The Kern County Board of Supervisors voted unanimously on June 26, 2025 to approve the third revision of the county’s oil and gas rezoning ordinance. A 2024 court decision required the county to approve the environmental review supporting the ordinance. The revision is the latest step in a legal battle over the ordinance that began in 2015.
The ordinance establishes production requirements for oil development on 2.3 million acres in unincorporated areas of the county. The revised ordinance could allow for the permitting of up to 2,700 new wells a year over the next 10 years, 23ABC Bakersfield reported.
The updated ordinance addresses the court’s concerns about the use of agricultural easements, health risk assessments, and the impact of water use from drilling on disadvantaged communities. The court must still approve the environmental review, and environmental groups could file a legal challenge against the ordinance within 30 days of June 26.
Kern County has been trying to assert local control over oil and gas permitting since 2015. In November 2025, in response to a slowdown in permitting at the Department of Conservation’s Geologic Energy Management Division (CalGEM), Kern County adopted an oil-permitting ordinance to approve up to 72,000 new wells in the county over 25 years without environmental review or public notice. Permitting in the county under the ordinance lasted until early 2020, when the Fifth District Court of Appeals ruled in a case brought by environmental groups that the ordinance violated the California Environmental Quality Act (CEQA).
In March 2021, Kern County approved a revised ordinance and a single environmental review for more than 40,000 new oil and gas projects. The ordinance eliminated future environmental reviews and public comments. Permitting resumed in 2021 and 2022 until community and environmental groups sued the county again.

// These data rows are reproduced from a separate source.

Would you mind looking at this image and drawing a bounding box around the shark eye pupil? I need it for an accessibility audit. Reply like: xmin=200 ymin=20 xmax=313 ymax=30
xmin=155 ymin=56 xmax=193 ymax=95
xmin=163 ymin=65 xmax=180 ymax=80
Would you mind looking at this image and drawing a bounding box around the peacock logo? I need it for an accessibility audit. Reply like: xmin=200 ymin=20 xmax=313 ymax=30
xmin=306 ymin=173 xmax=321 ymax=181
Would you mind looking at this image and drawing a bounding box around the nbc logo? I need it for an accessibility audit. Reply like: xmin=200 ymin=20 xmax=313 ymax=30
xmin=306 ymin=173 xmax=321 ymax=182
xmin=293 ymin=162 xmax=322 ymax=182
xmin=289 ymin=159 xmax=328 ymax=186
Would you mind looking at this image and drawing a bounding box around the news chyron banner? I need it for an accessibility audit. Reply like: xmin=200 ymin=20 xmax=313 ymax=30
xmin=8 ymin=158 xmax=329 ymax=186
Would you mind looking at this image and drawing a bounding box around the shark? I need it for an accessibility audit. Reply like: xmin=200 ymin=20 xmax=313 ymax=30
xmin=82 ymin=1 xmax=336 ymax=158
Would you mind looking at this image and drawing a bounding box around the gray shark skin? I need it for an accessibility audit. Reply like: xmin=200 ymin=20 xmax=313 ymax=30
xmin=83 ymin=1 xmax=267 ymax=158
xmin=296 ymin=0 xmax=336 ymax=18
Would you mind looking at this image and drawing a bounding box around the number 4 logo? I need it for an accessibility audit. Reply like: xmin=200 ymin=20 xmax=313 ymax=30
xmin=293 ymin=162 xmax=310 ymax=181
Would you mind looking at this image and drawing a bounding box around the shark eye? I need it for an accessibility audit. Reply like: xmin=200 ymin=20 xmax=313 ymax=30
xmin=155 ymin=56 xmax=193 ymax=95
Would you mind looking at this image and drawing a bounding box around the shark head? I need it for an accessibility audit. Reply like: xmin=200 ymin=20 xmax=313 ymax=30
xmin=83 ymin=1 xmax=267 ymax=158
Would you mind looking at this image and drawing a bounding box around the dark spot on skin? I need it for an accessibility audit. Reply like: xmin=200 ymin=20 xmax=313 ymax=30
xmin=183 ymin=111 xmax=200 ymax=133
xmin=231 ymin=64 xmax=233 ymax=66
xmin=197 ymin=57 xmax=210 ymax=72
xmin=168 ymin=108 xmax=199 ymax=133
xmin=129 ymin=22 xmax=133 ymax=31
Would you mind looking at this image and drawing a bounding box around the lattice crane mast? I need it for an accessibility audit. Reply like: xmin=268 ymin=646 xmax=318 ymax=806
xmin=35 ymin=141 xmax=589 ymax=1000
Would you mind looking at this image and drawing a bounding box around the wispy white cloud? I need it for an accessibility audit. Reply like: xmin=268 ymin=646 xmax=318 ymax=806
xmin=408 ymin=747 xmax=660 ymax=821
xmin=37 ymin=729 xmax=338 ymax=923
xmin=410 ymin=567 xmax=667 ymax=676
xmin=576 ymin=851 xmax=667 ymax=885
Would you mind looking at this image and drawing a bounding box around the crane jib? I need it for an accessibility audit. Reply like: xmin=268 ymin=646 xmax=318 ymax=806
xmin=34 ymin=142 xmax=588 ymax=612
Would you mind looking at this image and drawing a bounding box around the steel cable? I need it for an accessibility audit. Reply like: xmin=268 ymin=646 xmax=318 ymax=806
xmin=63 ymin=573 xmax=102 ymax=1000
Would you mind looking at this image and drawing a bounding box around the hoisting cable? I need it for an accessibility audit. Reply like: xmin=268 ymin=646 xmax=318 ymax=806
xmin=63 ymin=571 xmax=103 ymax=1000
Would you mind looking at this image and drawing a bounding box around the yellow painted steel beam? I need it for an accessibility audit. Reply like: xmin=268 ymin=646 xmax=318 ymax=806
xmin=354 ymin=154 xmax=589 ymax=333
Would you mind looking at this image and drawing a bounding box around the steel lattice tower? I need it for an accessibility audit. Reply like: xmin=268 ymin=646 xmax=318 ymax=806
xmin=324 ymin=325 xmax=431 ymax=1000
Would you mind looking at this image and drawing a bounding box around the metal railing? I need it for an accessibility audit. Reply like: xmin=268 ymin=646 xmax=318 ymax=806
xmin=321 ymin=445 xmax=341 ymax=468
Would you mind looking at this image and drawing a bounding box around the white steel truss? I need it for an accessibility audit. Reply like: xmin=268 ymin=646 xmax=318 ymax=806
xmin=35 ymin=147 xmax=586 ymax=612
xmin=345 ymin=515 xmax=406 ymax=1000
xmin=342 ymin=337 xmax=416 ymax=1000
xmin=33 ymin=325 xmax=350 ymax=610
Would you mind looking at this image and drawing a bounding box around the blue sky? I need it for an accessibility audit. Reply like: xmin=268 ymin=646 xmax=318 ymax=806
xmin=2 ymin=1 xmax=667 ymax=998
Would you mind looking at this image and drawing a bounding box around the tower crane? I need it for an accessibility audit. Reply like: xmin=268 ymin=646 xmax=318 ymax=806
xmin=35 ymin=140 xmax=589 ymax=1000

In June 2022, the Kern County Superior Court ruled that the environmental review of the 2021 ordinance violated CEQA by failing to address serious environmental harms. In January 2023, the Fifth Appellate District took the case and ordered the county to suspend oil and gas permitting while the court considers allegations that the permit approvals violated CEQA. The Fifth Appellate District issued a ruling in March 2024 that required the county to rework the 2021 ordinance. The court prohibited the issuing of local oil drilling permits until a new ordinance is approved.
The local Kern County permitting process is considered vital to increasing oil production in California. Kern County is the second leading oil producing county in the United States at 134 million barrels of oil and 111 billion CF of gas annually, according to 2016 DOGGR data. The county produces more than 72% of total oil production and more than 70% of total natural gas production in California.